Comment concevoir qu’un homme, qui, du matin au soir, est reçu avec des marques d’une telle condescendance, ne prenne pas de sa valeur une idée trop favorable ? Quand, vingt fois par jour, il s’entend dire : « Docteur, nous n’avons confiance qu’en vous. — Vous avez sauvé mon mari, mon fils, etc. », il finit par croire qu’il en est ainsi, et il faut faire de singuliers retours sur soi-même, sur l’incertitude de la science médicale, sur les erreurs que l’on a commises, pour retrouver dans sa conscience les sentimens d’une modestie soumise à de si flatteuses épreuves.

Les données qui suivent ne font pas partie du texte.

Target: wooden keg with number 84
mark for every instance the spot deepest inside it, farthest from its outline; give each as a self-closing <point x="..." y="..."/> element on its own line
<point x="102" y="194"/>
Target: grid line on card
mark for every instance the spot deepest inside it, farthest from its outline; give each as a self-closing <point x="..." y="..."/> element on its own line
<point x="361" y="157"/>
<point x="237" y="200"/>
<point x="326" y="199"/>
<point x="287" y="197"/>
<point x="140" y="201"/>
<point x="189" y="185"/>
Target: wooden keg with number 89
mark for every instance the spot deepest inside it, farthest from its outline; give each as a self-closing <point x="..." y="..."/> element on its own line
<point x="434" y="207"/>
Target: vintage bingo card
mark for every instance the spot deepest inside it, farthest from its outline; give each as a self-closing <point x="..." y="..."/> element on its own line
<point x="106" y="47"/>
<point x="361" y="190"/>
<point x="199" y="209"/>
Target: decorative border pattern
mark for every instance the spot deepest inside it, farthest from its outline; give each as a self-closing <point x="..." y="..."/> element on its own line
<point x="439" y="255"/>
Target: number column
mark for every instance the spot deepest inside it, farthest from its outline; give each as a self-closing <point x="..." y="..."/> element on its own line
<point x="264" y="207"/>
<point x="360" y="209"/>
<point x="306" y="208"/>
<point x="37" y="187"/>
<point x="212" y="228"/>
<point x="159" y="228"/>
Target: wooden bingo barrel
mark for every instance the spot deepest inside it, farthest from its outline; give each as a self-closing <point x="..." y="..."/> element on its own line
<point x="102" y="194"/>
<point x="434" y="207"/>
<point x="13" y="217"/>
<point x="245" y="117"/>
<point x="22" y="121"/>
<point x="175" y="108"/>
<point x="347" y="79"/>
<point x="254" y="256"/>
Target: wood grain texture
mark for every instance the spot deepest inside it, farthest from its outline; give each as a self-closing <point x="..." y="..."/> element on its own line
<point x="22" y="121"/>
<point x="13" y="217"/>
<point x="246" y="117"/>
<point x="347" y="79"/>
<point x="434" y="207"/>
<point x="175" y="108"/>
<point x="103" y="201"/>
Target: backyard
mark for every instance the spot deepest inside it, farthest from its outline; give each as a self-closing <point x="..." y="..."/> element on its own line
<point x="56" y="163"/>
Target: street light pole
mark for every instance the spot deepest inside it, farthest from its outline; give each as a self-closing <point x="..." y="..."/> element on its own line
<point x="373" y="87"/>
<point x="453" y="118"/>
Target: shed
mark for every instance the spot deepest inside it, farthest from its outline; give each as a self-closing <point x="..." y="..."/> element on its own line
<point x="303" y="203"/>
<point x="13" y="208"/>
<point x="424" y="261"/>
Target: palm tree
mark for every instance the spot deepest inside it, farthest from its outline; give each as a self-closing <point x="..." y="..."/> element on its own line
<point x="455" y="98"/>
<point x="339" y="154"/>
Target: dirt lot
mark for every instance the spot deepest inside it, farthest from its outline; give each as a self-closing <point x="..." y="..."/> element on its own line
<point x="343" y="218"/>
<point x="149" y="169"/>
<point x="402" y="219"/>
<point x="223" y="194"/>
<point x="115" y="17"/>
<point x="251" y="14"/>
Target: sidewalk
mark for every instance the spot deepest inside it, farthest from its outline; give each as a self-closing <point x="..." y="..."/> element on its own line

Celles-ci sont plus périlleuses encore, quand, plus avancé dans la carrière, signalé à la confiance de ses confrères par sa position dans la hiérarchie médicale, par des travaux scientifiques, le médecin est appelé en consultation ; quand les phrases que je rappelais tout à l’heure ne sont plus prononcées par des incompétens, mais par ses confrères, par ses juges journaliers.

Comment s’imaginer qu’un homme, que, pendant vingt ans, on invoque comme un sauveur, ne finisse pas par croire à son mérite, à sa valeur ?

Qu’il se méfie de cet écueil ; qu’il n’ait pas en lui une trop grande confiance ; qu’il pense à Montaigne, et songe parfois à ceux qui sont sous la terre et que le soleil n’éclaire plus.

Si le médecin veut bien ne plus se laisser entraîner par le plaisir de médire de ses confrères ; s’il ne dit pas d’eux ce qu’il ne voudrait pas qu’on dise de lui ; s’il est indulgent pour les erreurs qu’ils peuvent commettre, comme il voudrait qu’on le fût pour les siennes propres, l’opinion publique, un instant égarée, aura dans l’honorabilité et la valeur du corps médical, la confiance dont la très grande majorité de ses membres n’a pas cessé un seul jour d’être digne.


III

Quand ce retour de l’opinion aura eu le temps de se faire, nous serons, au point de vue de la responsabilité médicale, dans la situation où nous nous trouvions, il y a dix ans.